Uma demanda onde muitas empresas portuguesas estão envolvidas, naquela que será a primeira missão europeia de remoção de lixo espacial, prevista para 2025.

Segundo a Portugal Space, “todos os anos se dá a reentrada não controlada de aproximadamente 100 toneladas de detritos na atmosfera da Terra, uma situação que explica a urgência de desenvolver tecnologia e soluções que permitam a remoção controlada e segura dos detritos que a atividade humana deixou no espaço”
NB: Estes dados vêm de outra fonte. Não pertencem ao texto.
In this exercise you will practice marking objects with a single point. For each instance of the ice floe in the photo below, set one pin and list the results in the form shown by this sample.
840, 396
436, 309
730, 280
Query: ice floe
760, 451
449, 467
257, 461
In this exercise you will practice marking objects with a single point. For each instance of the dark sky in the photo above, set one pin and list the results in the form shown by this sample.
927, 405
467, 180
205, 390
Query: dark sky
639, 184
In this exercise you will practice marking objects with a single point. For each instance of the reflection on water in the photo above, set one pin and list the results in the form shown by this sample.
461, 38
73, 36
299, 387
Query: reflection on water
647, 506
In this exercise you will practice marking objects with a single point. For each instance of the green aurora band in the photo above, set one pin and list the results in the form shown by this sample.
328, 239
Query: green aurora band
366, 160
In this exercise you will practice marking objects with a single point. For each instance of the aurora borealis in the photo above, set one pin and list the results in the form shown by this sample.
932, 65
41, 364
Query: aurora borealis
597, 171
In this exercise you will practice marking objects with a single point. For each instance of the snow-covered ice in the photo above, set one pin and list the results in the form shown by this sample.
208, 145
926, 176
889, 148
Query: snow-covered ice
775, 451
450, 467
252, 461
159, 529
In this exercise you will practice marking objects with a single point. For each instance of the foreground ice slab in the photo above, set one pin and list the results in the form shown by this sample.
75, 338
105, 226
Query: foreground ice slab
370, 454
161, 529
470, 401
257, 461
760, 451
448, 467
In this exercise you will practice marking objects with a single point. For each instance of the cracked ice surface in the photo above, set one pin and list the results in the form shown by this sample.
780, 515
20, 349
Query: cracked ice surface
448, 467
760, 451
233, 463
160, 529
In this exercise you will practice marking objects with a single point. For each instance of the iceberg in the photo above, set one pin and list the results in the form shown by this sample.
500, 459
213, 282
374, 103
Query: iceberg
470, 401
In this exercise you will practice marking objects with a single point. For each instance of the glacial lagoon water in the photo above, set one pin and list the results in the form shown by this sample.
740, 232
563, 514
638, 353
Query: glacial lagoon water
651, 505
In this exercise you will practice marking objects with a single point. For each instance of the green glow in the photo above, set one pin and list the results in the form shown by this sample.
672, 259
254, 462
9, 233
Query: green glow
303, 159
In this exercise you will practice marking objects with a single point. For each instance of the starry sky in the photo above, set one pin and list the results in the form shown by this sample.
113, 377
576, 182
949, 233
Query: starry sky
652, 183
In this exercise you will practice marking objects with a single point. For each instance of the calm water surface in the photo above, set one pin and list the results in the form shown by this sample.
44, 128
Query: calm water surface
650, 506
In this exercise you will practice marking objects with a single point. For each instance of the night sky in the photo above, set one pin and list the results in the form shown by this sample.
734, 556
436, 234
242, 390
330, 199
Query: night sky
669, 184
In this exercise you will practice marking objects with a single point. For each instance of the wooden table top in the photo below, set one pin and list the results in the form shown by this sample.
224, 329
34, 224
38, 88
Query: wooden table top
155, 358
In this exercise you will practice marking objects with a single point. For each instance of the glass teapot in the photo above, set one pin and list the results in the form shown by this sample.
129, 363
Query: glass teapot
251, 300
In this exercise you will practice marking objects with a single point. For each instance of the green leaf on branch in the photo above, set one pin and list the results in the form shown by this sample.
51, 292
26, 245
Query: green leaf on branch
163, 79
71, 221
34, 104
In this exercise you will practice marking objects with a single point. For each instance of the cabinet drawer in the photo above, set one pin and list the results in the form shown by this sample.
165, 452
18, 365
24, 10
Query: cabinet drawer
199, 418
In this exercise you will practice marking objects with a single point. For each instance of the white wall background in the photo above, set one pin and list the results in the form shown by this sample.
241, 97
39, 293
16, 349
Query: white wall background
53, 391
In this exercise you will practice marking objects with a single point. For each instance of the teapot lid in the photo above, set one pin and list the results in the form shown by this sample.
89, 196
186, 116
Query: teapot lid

A agência espacial portuguesa adianta, no seu portal, que “mais de 750 mil objetos com um tamanho superior a um centímetro, todos eles potencialmente em fim de missão, orbitam a Terra, coexistindo com cerca de 4.500 satélites, dos quais apenas um terço se encontra ativo”.

A reunião de Matosinhos, que será presidida pelo ministro da Ciência, Tecnologia e do Ensino Superior, Manuel Heitor, antecede o Conselho Ministerial de Paris, marcado para novembro do próximo ano.

O relatório do grupo consultivo da ESA para acelerar o uso do espaço na Europa recomenda, ainda, que sejam iniciados “os passos preparatórios” para uma missão de recolha e envio para a Terra de amostras da superfície gelada das luas dos planetas gasosos do Sistema Solar (sem especificar).

Considera também que a ESA deve estudar, com a participação da indústria do setor, a viabilidade de soluções de transporte espacial autónomo, atendendo às perspetivas da exploração de novos destinos no espaço e de viagens de turismo espacial.